The sign? The sign is a rainbow.
Do we not enjoy seeing a rainbow? We see beauty in the rainbow. We talk about the treasure at the end of the rainbow. The treasure of the rainbow is not a pot of gold. The treasure is the covenant God has made with us. The treasure is God’s love.
God keeps his promise.
However, sin continued. The people would grumble against God in the desert during the Exodus. There was David and Bathsheba.
Then came Jesus. Just as all humans before him had to face temptation so did Jesus. Thus, “The Spirit drove Jesus out into the desert” where He spent “forty days, tempted by Satan.”
Unlike us, Jesus is able to resist the temptation. He knows Satan is cunning. He succeeds against temptation.
We know temptation is a challenge. That’s why we call it “temptation.” Knowing it is a challenge, we pray in the Lord’s Prayer, “lead us not into temptation but deliver us from evil.”
Deliver us…we do not have to face temptation alone.
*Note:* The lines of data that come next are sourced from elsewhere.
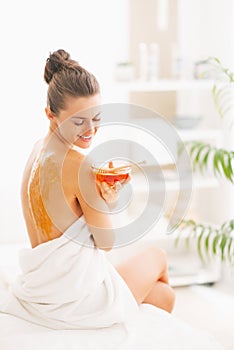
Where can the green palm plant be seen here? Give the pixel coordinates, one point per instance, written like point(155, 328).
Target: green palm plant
point(213, 241)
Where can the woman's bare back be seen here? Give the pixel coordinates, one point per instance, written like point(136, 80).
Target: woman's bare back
point(48, 197)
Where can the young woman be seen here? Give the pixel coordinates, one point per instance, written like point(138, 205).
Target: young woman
point(52, 197)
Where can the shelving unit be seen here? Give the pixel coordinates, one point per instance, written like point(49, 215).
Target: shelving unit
point(201, 185)
point(165, 85)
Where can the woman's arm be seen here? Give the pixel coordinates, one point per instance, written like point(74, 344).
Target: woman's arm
point(95, 209)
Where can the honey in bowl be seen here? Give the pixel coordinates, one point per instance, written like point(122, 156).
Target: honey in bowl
point(112, 174)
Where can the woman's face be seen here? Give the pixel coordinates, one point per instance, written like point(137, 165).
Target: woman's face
point(79, 123)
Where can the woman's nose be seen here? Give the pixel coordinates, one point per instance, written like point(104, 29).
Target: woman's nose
point(89, 126)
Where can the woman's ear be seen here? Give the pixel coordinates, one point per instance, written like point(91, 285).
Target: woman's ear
point(50, 115)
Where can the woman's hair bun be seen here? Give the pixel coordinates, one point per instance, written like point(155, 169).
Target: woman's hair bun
point(55, 62)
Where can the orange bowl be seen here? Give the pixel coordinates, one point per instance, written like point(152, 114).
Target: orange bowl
point(112, 175)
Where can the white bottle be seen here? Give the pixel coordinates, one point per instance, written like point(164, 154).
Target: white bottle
point(143, 61)
point(153, 63)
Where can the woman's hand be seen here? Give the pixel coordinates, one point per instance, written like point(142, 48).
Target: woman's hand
point(107, 192)
point(110, 192)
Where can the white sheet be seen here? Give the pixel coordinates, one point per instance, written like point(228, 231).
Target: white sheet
point(69, 296)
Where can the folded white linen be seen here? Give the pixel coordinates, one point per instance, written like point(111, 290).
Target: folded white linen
point(75, 290)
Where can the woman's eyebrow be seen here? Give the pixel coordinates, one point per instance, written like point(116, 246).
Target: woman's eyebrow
point(79, 117)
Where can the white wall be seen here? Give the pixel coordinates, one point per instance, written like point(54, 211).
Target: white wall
point(93, 32)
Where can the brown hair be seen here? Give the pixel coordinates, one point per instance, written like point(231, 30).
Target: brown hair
point(66, 78)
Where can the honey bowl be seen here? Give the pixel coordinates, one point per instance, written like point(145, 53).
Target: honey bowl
point(112, 174)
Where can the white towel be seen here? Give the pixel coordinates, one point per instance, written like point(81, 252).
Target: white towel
point(68, 285)
point(65, 285)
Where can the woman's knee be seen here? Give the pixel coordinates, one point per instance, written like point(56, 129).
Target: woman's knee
point(158, 256)
point(170, 299)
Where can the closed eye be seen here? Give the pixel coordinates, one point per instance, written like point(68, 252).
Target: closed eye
point(97, 119)
point(79, 122)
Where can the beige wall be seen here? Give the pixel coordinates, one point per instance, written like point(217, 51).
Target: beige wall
point(143, 27)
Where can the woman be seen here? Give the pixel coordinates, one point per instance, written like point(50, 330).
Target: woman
point(52, 197)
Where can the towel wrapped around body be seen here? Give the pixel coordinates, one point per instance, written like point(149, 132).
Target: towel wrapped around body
point(66, 285)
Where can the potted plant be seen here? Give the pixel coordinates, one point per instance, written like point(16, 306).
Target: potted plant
point(212, 241)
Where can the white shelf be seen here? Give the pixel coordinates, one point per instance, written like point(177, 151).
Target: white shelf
point(199, 134)
point(166, 85)
point(174, 185)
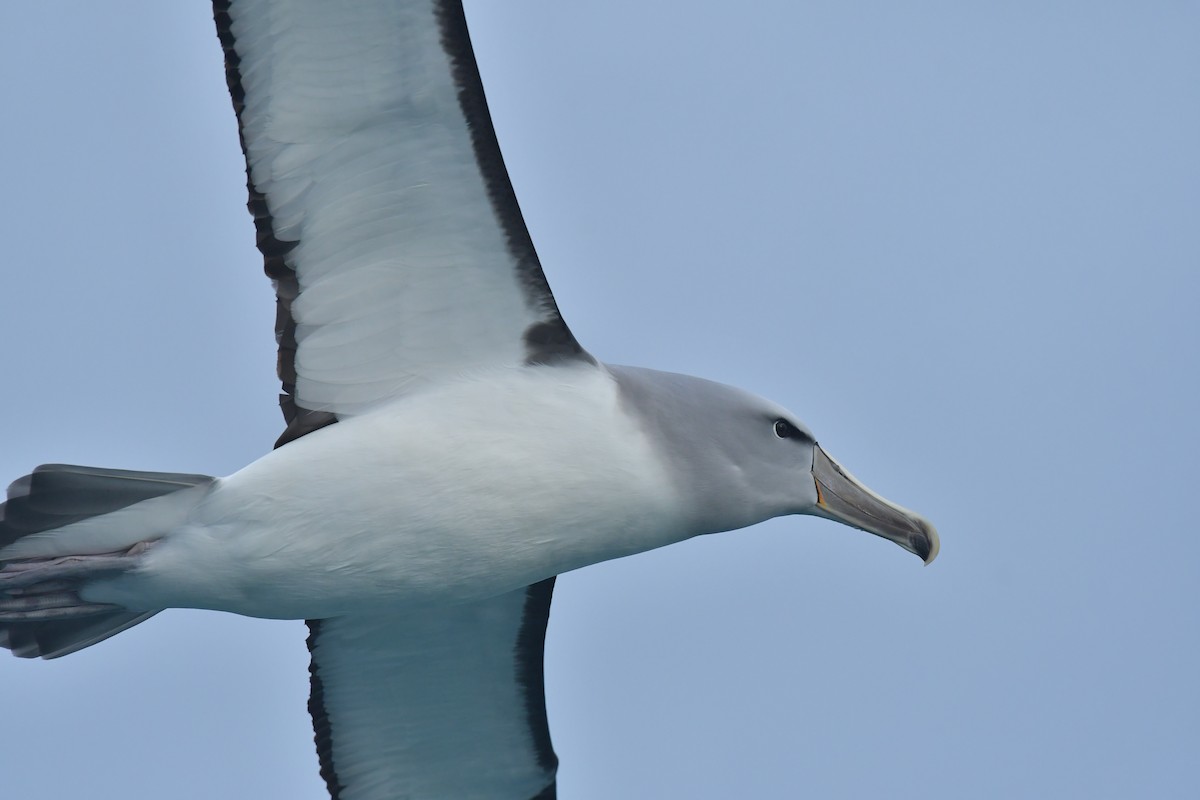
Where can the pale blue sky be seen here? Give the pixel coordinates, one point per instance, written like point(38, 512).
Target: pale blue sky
point(959, 239)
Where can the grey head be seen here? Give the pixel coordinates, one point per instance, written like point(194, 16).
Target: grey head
point(741, 459)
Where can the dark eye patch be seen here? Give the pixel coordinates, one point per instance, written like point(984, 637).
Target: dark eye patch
point(785, 429)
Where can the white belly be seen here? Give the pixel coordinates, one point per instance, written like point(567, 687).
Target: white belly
point(477, 488)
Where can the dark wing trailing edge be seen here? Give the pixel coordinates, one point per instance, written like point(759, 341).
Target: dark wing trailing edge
point(400, 257)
Just as the angels ministered to Jesus, God gives us each a guardian angel to help lead us from temptation to what is good.
When we do sin, as long as we sincerely repent, Jesus provides the remedy for our sins. As Peter writes, “Christ suffered for sins once, the righteous for the sake of the unrighteous, that he might lead you to God.”
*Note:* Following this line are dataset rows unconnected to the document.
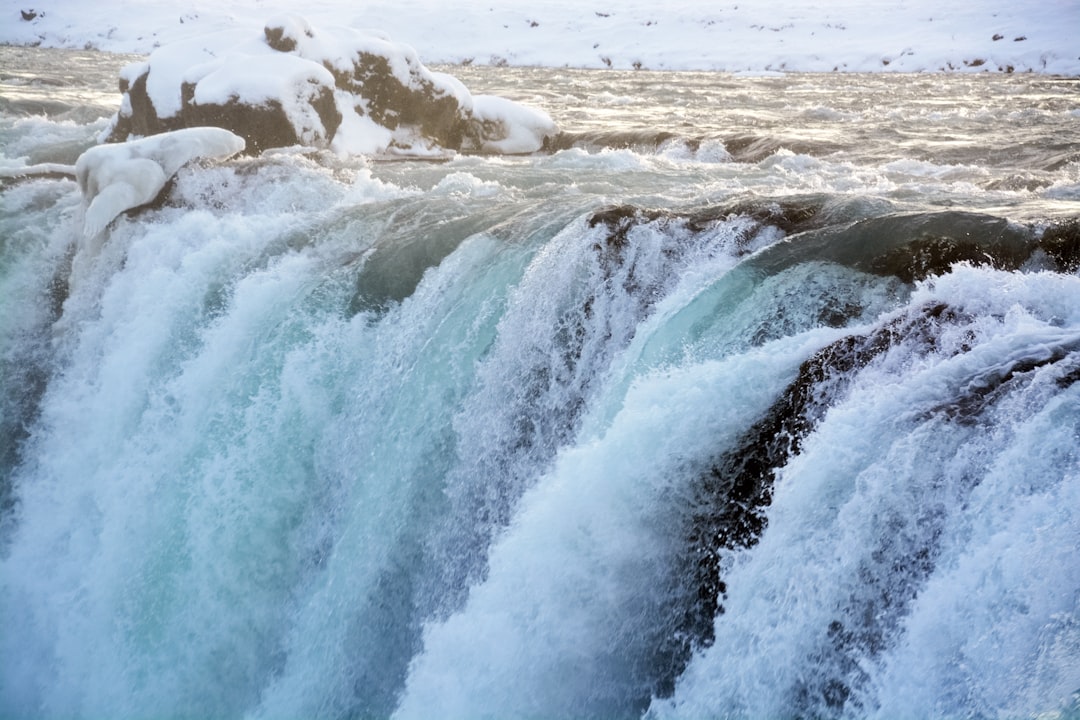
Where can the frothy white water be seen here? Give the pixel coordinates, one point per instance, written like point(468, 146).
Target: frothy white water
point(321, 437)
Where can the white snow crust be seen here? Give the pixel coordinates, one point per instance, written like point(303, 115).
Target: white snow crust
point(118, 177)
point(737, 36)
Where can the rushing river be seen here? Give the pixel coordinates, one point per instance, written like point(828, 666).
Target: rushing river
point(748, 397)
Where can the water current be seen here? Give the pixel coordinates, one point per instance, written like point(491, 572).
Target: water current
point(747, 397)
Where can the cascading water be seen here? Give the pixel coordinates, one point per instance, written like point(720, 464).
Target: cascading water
point(644, 425)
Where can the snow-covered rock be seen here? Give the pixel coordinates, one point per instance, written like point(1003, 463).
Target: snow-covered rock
point(339, 87)
point(118, 177)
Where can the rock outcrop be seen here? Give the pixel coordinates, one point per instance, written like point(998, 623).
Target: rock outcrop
point(356, 92)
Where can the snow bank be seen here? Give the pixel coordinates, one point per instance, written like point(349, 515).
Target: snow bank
point(291, 83)
point(680, 35)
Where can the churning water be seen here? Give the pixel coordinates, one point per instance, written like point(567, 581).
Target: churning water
point(750, 397)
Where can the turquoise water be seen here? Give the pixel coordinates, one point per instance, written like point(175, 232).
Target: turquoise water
point(332, 437)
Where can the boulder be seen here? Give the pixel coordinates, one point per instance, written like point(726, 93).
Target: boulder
point(294, 84)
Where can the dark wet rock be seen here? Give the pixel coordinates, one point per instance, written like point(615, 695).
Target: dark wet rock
point(733, 494)
point(1061, 242)
point(264, 124)
point(297, 85)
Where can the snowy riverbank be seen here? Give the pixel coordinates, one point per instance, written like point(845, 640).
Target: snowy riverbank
point(738, 36)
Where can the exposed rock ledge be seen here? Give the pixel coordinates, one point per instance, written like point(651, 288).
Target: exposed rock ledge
point(337, 87)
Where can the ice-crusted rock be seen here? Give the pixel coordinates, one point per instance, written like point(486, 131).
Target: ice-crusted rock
point(294, 84)
point(115, 178)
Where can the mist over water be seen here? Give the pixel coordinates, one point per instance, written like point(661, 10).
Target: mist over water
point(748, 397)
Jesus Christ is the righteous, without sin. We have sin and are unrighteous.
Jesus died for our sins to put death to sin that we might live in the Spirit that God bestows on us in Baptism. We are sealed with the same Holy Spirit in our Confirmation.
God is patient in waiting for us to change.
We need help to abandon sin. We call out, “Your ways, O Lord, are love and truth to those who keep your covenant.”
We ask the Lord to make his ways known to us, to teach us his paths, and to guide us in his truth.
God gives us the Holy Spirit who brings gifts that include knowledge, wisdom, understanding, right judgment, courage, piety, and fear of the Lord to help us.
What stands in our way?
Sin.
The most serious sins, mortal sins, separate us from God. They can block us from hearing what the Lord says. Our lesser sins, venial sins, do not break our relationship with God but they do make it harder to know what God is saying to us.
What do we need to do?
We need to “Repent, and believe in the gospel.” To repent we must acknowledge our sins and express true sorrow, contrition, for our sins. God gives us the gift of the Sacrament of Reconciliation for this. It is a gift we cannot merit on our own.
God’s forgiveness is a gift won for us by Jesus’ suffering, his death on the Cross for us.
Lord, your ways are love and truth. Please help us to repent of our sins and to follow your truth in all things.